The roots of the equation are ($x=\frac{1-\sqrt{\frac{5}{6} } }{2}$ , $x=\frac{1+\sqrt{\frac{5}{6} } }{2}$ ).

Step-by-step explanation:

We are given with the following equation to factorize;

$x^{2} -x+(\frac{1}{24})$

To factorize the above equation, we will use the $D=b^{2} -4ac$ method;

In the above equation; a = 1 , b = (-1) and c = $\frac{1}{24}$.

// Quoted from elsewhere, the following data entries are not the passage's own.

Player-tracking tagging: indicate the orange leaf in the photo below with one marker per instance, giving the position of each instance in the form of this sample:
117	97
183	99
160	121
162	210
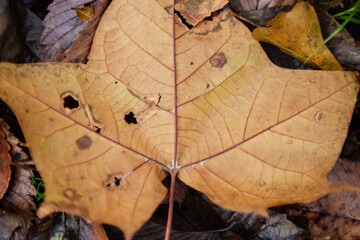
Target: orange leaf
206	103
298	34
5	161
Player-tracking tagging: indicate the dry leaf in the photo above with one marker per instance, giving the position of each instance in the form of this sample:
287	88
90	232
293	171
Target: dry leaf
19	196
64	31
298	34
5	161
246	133
84	13
196	11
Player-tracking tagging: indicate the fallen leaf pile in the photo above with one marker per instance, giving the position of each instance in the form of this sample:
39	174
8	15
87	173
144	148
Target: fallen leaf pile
298	33
205	105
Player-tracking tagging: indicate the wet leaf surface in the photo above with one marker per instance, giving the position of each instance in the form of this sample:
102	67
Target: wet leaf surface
298	33
274	148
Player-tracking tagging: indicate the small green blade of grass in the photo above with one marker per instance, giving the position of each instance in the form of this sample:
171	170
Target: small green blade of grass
352	13
353	20
39	185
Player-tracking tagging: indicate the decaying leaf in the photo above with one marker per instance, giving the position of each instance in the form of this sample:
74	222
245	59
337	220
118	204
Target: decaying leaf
252	5
195	11
19	196
298	33
66	37
208	106
5	160
324	226
259	12
84	13
343	204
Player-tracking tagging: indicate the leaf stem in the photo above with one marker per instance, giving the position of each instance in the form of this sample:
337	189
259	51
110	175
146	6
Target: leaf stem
171	204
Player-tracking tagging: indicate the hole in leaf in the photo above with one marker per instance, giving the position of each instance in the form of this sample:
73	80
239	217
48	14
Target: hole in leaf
130	118
183	20
98	130
117	181
70	102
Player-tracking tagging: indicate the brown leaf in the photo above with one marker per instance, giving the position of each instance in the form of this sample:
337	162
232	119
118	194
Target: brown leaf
91	231
66	37
5	161
19	195
16	152
84	13
208	106
241	6
298	34
195	11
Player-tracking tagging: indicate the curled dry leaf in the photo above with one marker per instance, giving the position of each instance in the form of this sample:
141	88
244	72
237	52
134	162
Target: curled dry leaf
19	196
64	31
298	34
195	11
84	13
5	160
207	106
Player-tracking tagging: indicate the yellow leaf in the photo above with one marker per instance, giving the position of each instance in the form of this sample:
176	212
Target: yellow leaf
298	34
206	104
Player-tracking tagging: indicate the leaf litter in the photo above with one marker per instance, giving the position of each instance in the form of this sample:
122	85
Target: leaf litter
91	112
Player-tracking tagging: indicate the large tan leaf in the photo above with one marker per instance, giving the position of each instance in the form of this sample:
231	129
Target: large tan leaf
209	106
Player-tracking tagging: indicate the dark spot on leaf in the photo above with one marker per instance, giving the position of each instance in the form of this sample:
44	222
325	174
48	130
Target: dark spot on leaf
70	102
183	20
98	129
218	60
130	118
117	181
84	142
71	194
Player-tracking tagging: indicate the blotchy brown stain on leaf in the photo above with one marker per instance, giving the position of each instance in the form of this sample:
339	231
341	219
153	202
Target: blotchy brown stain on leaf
195	11
228	139
71	194
298	34
207	27
218	60
84	142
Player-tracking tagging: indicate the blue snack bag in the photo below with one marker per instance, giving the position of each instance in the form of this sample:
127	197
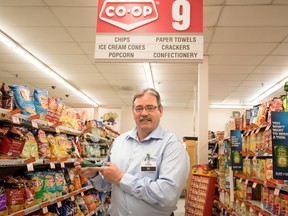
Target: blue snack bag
41	102
23	99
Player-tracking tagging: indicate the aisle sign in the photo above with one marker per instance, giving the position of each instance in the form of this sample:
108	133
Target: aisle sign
236	147
149	30
280	144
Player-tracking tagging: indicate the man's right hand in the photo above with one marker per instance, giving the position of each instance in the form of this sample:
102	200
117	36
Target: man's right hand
88	172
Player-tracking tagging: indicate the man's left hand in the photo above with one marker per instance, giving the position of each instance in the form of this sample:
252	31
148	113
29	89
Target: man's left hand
110	172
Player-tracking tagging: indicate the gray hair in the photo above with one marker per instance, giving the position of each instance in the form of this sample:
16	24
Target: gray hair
149	91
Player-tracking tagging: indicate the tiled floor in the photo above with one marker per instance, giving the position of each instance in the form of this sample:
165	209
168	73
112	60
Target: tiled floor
180	208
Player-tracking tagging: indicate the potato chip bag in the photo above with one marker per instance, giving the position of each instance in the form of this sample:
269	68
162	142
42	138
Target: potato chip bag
38	180
55	149
59	183
50	185
41	102
30	149
14	190
89	201
30	196
7	97
43	145
3	204
23	99
51	110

$D=(-1)^{2} -4\times (1)\times (\frac{1}{24})$

     =  $1-\frac{1}{6}$

     =  $\frac{6-1}{6}=\frac{5}{6}$

Now, the roots of the equation are given by;

$x=\frac{-b-\sqrt{D} }{2a}$            and        $x=\frac{-b+\sqrt{D} }{2a}$  

$x=\frac{-(-1)-\sqrt{\frac{5}{6} } }{2\times 1}$       and        $x=\frac{-(-1)+\sqrt{\frac{5}{6} } }{2\times 1}$

$x=\frac{1-\sqrt{\frac{5}{6} } }{2}$             and        $x=\frac{1+\sqrt{\frac{5}{6} } }{2}$

Hence, the roots of the equation are ($x=\frac{1-\sqrt{\frac{5}{6} } }{2}$ , $x=\frac{1+\sqrt{\frac{5}{6} } }{2}$ ).